Esther replied, laughing. "You see I'm acquainted with all his habits.
No, I can't believe it is Jacques who's been here; it looks as
though…"

She stopped and, bending down, picked up a tiny object from the rug.

"There was a woman, at any rate," she mused, with a considerable degree of curiosity in her voice, "for here is a hairpin."

It was a little bronze one of the "invisible" sort. Utterly unable to comprehend any woman's being in this house, she turned the hairpin over wonderingly. Then she noticed that her companion was staring up at the ceiling with a frown on his face.

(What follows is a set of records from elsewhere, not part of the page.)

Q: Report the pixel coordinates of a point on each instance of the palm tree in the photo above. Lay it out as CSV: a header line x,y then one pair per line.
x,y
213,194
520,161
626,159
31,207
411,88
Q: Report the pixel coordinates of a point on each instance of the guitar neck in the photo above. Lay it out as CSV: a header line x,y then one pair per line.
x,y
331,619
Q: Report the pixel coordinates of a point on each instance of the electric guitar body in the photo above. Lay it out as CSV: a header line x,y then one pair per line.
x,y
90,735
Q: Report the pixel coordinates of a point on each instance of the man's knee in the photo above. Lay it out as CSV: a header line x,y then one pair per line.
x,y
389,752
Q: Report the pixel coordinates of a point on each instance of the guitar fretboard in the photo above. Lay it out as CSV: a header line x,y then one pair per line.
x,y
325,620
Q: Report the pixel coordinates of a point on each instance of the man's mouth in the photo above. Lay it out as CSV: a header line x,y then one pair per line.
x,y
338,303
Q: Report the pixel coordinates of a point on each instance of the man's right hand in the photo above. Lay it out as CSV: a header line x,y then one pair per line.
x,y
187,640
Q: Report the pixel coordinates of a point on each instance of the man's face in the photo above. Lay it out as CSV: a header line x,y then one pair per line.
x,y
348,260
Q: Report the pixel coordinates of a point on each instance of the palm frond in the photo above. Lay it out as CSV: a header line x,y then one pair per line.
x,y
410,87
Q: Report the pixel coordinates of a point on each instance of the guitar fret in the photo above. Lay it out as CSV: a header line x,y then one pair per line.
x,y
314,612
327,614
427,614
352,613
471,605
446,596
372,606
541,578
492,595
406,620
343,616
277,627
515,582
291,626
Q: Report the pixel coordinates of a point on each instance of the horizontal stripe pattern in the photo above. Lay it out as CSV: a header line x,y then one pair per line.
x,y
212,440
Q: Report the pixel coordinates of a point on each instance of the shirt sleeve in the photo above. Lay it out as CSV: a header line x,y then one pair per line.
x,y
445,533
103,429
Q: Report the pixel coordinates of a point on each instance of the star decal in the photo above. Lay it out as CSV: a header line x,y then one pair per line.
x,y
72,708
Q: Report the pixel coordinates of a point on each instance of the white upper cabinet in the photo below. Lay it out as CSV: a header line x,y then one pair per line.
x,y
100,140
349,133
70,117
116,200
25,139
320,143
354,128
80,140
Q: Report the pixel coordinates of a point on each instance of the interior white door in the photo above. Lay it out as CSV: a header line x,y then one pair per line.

"S'sh," he cautioned, laving a hand on her arm. "I thought I heard…"

"Who the hell is that down there? Answer, or I'll shoot!"

They jumped guiltily, astonished at the sudden angry voice that thundered upon them from the upper regions of the house.

"Goodness!" whispered Esther, gazing at Roger with round eyes. "Who do you suppose——"

"I say, whose bloody business is it to prowl about down there? Here, show yourselves, damn you!"

It was a man's voice, at once sleepy and peevish.

"Who on earth is it?"

"I'll soon see."

Roger pushed the door wide and strode into the hall, Esther closely following.